我慢の限界だったのだろう、篠ノ之はどこに持っていたのかしれない木刀で殴った。普通に考えれば危ないことだが・・・・・
「殴りますよ!」
「殴ってから言った~!箒ちゃん酷い~!」
あの人が、篠ノ之に嫌われている理由って、此れじゃ無いかと思っていたら、天災さんの登場に、混乱している生徒達を見かねて、天災さんに自己紹介させる様に言った。
「はあ・・・・束。いい加減自己紹介くらいしろ」
「え~・・・面倒くさいな~まぁでも、仕方ないね」
織斑先生が呆れたように促すと、天災さんは口を尖らせて本当に面倒くさそうにしていたが、何かを呟くと口を開いた。
「はろ~♪私が皆のアイドルにして天才の篠ノ之束さんだよ~!はい終わり!」
織斑の自己紹介よりかは、幾分マシだったが、此れは酷いとしか言いよが無い。
その後、織斑に何か言っていたが、満足した様で俺の所に来てこう言った。
「やあ、ゆう君早速で悪いけど、解剖して良い?」
「織斑先生〜、貴女の親友の四肢の骨粉々に、砕いて良いですか〜?」
「ちょっ!冗談だよ!冗談!ほら、私とゆう君の仲だからこその挨拶として」
「襲撃者と被害者の挨拶が、解剖して良い?とか笑えませんね天災さん」
突然の解剖して良い?発言に、突然の四肢の骨を砕く宣言で、返した俺に天災さんは、慌てて訂正して来た。

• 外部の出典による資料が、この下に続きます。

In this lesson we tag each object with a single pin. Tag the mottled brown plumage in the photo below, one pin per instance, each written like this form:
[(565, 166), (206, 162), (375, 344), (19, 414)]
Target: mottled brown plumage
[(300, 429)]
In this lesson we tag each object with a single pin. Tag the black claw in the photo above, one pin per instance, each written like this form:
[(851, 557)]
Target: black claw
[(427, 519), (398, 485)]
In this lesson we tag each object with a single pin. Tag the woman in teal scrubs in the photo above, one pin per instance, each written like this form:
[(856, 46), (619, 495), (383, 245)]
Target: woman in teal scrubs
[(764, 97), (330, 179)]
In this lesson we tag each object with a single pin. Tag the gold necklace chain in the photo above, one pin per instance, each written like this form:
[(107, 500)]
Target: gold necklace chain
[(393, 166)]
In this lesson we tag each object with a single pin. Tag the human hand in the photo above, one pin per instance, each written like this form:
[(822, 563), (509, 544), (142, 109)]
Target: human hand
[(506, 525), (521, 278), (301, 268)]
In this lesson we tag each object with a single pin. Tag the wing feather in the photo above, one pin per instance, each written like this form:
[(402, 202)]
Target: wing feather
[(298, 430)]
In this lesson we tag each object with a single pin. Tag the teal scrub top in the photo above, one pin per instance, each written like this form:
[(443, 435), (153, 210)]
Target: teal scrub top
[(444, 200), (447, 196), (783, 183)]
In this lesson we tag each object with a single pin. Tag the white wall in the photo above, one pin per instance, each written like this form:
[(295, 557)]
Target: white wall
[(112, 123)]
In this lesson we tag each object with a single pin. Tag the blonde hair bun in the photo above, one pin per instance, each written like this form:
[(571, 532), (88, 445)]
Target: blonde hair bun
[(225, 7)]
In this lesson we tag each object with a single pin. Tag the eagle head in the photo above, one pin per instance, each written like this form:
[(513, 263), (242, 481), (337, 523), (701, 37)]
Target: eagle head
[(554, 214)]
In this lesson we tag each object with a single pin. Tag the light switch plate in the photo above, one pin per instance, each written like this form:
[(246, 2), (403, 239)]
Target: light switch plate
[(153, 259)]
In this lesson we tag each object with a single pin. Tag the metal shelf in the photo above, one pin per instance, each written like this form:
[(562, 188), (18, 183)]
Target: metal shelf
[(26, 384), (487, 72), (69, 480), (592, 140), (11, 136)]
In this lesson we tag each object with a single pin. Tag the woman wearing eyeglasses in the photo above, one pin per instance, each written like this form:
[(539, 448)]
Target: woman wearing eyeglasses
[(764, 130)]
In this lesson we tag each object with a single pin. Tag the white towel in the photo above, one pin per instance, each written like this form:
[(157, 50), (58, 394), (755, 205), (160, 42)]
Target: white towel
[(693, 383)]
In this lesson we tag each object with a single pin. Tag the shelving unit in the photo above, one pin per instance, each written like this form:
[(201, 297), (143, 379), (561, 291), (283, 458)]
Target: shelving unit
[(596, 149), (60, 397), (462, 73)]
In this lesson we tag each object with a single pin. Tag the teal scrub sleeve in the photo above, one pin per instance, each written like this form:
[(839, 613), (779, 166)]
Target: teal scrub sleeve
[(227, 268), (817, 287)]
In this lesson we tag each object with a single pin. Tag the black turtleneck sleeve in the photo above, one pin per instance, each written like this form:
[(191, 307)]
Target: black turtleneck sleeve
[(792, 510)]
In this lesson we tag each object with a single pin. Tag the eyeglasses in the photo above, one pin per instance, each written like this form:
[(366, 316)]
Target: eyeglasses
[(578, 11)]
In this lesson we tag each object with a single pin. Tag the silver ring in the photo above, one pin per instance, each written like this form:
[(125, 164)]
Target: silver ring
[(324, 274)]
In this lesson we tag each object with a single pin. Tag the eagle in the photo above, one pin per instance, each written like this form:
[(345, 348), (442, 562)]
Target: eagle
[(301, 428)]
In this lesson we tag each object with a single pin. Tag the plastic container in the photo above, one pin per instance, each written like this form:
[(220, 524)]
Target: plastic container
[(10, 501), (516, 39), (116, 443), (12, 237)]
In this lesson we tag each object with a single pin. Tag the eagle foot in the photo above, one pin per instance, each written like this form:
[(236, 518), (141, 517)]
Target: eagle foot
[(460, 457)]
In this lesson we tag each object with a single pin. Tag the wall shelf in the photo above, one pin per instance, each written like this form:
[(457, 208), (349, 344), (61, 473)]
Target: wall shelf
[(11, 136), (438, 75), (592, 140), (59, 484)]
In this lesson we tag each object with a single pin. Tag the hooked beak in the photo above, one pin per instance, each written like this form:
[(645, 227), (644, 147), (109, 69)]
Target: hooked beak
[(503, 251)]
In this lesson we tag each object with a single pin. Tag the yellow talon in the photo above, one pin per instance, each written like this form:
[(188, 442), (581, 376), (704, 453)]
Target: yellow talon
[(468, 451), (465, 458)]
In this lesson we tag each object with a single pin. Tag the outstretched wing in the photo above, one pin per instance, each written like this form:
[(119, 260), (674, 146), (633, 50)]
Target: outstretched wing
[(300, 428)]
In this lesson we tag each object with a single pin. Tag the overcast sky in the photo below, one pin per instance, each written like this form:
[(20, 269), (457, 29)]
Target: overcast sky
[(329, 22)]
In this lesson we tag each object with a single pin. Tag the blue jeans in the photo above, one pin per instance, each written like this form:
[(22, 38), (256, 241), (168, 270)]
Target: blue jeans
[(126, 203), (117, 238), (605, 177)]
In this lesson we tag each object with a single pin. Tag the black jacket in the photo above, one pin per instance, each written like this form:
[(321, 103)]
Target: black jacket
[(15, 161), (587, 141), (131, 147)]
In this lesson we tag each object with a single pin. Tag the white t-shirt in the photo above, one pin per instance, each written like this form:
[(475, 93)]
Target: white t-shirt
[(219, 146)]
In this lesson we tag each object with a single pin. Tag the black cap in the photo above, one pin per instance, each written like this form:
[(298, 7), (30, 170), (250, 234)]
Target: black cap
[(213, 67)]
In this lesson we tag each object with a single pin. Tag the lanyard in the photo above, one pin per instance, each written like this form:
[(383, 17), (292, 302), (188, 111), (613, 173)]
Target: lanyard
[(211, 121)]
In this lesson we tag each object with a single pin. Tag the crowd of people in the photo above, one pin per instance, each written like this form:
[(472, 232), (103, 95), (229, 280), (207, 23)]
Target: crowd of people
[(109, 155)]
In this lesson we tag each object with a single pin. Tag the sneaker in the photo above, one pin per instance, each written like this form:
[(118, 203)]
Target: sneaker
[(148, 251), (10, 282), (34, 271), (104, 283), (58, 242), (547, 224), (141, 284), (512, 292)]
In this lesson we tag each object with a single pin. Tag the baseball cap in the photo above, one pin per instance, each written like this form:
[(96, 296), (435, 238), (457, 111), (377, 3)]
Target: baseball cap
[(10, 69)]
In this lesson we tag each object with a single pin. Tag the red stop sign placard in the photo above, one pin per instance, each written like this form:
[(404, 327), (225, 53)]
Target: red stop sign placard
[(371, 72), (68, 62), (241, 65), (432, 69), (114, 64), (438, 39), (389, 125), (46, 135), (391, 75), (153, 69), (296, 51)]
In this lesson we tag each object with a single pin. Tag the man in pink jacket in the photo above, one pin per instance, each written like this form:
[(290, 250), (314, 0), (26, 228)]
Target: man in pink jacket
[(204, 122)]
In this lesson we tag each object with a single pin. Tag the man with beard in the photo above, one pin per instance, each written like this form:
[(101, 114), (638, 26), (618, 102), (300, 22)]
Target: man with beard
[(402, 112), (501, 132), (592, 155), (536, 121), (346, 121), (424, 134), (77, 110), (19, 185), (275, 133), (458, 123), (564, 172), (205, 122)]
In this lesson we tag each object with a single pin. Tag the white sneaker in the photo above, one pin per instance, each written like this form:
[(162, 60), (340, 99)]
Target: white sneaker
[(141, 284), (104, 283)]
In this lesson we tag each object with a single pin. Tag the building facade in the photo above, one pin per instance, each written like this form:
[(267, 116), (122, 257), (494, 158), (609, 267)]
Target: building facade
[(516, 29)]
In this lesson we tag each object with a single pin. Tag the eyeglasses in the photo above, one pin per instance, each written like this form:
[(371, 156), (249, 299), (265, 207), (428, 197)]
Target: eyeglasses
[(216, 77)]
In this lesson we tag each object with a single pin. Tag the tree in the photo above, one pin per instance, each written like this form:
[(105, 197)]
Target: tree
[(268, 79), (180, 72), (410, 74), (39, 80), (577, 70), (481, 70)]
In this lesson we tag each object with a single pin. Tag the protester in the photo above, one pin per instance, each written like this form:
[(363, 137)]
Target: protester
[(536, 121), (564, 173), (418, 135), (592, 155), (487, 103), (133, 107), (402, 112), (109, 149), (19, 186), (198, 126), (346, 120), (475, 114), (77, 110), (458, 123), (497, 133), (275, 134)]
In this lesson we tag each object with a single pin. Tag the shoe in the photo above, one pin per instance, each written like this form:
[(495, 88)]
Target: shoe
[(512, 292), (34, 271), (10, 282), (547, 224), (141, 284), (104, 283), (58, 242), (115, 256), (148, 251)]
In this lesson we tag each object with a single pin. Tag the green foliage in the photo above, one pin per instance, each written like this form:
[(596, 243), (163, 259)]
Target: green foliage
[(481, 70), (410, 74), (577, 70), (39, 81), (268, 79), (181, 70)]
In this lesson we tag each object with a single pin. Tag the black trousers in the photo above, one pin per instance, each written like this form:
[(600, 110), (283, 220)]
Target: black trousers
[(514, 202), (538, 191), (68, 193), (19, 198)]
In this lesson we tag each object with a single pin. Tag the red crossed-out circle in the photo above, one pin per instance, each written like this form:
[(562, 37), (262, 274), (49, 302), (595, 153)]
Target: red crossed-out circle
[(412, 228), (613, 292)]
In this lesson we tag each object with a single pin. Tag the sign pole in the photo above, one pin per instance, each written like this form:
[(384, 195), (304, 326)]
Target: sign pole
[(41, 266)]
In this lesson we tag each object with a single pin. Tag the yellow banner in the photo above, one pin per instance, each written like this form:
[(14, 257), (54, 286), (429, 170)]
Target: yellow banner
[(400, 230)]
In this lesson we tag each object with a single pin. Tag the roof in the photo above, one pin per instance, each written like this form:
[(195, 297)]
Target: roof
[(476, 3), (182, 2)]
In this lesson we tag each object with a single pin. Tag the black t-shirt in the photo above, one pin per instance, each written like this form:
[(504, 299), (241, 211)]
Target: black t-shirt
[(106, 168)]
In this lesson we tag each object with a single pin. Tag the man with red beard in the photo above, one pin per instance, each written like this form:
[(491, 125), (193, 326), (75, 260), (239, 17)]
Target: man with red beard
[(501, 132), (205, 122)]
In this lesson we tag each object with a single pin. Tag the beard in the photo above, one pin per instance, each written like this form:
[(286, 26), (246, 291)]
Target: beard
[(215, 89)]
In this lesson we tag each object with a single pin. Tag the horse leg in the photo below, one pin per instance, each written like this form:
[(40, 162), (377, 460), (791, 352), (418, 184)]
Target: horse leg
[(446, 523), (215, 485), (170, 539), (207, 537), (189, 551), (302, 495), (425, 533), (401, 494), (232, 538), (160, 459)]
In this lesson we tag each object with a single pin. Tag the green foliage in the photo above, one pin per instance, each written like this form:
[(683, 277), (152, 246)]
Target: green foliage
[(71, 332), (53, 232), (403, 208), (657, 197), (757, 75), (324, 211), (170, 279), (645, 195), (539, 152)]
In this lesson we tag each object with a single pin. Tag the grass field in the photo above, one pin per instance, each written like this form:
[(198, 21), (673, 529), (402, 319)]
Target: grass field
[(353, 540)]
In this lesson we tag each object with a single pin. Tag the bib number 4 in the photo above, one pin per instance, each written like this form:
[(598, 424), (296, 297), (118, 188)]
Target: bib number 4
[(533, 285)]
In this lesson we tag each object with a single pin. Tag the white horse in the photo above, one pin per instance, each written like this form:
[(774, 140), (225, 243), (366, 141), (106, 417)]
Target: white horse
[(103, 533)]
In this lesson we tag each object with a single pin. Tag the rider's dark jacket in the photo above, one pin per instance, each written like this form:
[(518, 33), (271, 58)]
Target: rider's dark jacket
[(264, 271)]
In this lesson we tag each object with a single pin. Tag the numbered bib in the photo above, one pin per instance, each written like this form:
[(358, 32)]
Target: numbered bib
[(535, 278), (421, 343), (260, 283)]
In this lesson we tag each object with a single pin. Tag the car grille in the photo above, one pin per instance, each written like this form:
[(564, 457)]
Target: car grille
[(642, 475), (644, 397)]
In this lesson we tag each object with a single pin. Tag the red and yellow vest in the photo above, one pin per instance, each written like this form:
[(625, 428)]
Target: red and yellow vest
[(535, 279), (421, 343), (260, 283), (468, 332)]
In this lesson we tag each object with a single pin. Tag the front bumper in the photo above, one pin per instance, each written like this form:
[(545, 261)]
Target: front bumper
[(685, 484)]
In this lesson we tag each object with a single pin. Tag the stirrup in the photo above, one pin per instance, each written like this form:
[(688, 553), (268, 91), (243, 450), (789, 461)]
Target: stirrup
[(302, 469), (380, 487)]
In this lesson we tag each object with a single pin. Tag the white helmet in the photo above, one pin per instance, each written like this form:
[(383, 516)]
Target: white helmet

その後、フリーズから復活した織斑が、驚いた様子で、俺を問いただして来た。
「な、何で束さんが夕紀の事を名前で、呼んでいるんだ?!」
「其れはね!ゆう君とゆう君の友達達が、私が興味を示す事を思い付くから何だよ!因み、その友達達も名前呼びだよ?」
「マジかよ………」
当たりは割と騒がしかった。
唐突な終わり。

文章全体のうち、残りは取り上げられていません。